Tennessee Inmate Who Chose The Electric Chair Continues Challenging The Method | Nashville Public Radio

Tennessee Inmate Who Chose The Electric Chair Continues Challenging The Method

Dec 5, 2018

David Earl Miller chose to die by electric chair and is challenging the method of execution in what may be his final hours. The 61-year-old, who has spent almost all of his adult life on death row, is scheduled to die Thursday night.

Tennessee inmates have had no luck convincing courts to strike down the state's three-drug method of lethal injection, which they argue causes prolonged pain. The state's high court ruled against a band of prisoners earlier this year for failing to propose a plausible alternative.

Instead, Miller picked the electric chair. His attorneys argue that it wasn't much of a choice since they still think it will cause unnecessary agony, just not as much as the state's lethal injection procedure. A federal appeals court did not side with Miller, so now the U.S. Supreme Court has been asked to weigh in.

The electric chair is an option only for Tennessee death row inmates whose crimes occured before 1999. Miller was convicted of murdering a young woman with an intellectual disability in 1981.

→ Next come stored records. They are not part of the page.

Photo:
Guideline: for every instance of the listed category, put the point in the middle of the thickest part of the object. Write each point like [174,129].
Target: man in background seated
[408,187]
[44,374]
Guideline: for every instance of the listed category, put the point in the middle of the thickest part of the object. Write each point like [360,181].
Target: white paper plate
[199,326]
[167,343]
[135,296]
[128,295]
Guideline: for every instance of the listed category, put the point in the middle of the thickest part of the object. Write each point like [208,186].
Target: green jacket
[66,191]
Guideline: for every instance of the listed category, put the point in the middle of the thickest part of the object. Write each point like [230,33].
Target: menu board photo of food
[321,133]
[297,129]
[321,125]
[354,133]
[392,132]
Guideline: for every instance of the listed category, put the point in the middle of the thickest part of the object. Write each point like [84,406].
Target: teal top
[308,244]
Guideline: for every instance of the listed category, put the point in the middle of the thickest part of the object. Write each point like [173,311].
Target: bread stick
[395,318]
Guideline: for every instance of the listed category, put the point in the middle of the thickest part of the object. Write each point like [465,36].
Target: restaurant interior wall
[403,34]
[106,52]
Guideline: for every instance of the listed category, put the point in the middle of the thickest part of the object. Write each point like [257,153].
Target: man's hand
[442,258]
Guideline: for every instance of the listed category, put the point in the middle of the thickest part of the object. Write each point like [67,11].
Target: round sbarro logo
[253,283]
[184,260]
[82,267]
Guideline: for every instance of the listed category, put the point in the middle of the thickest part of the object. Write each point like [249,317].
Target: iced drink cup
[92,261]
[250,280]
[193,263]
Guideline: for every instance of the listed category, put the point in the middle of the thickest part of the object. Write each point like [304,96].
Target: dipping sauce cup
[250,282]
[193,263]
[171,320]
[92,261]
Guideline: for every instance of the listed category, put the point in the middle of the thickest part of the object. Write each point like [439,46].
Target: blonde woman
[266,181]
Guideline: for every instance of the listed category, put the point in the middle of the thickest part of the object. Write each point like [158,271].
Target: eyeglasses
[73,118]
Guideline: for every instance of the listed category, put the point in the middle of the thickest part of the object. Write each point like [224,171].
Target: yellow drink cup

He would be the second person in a matter of weeks put to death by electrocution in Tennessee but only the third since 1960. It's not clear whether there will be more. Other death row inmates are continuing to challenge both of Tennessee's methods. They've asked to die by firing squad, which was denied for Miller.

Haslam Receives Final Clemency Plea

Gov. Bill Haslam still hasn't given his final say on a clemency petition filed last week. The Tennessean reports Miller pleaded for mercy and for the governor to consider his "severe mental illness" at the time.

He killed 23-year-old Lee Standifer with a fire poker. In his letter to Haslam, Miller says he accepts responsibility for the death of his friend. He's asking to spend the rest of his life in prison rather than be put to death.

Haslam has not been inclined to intervene in death penalty cases, often saying he does not want to be "the 13th juror." He says he's focused on reviewing cases to make sure procedures were followed properly.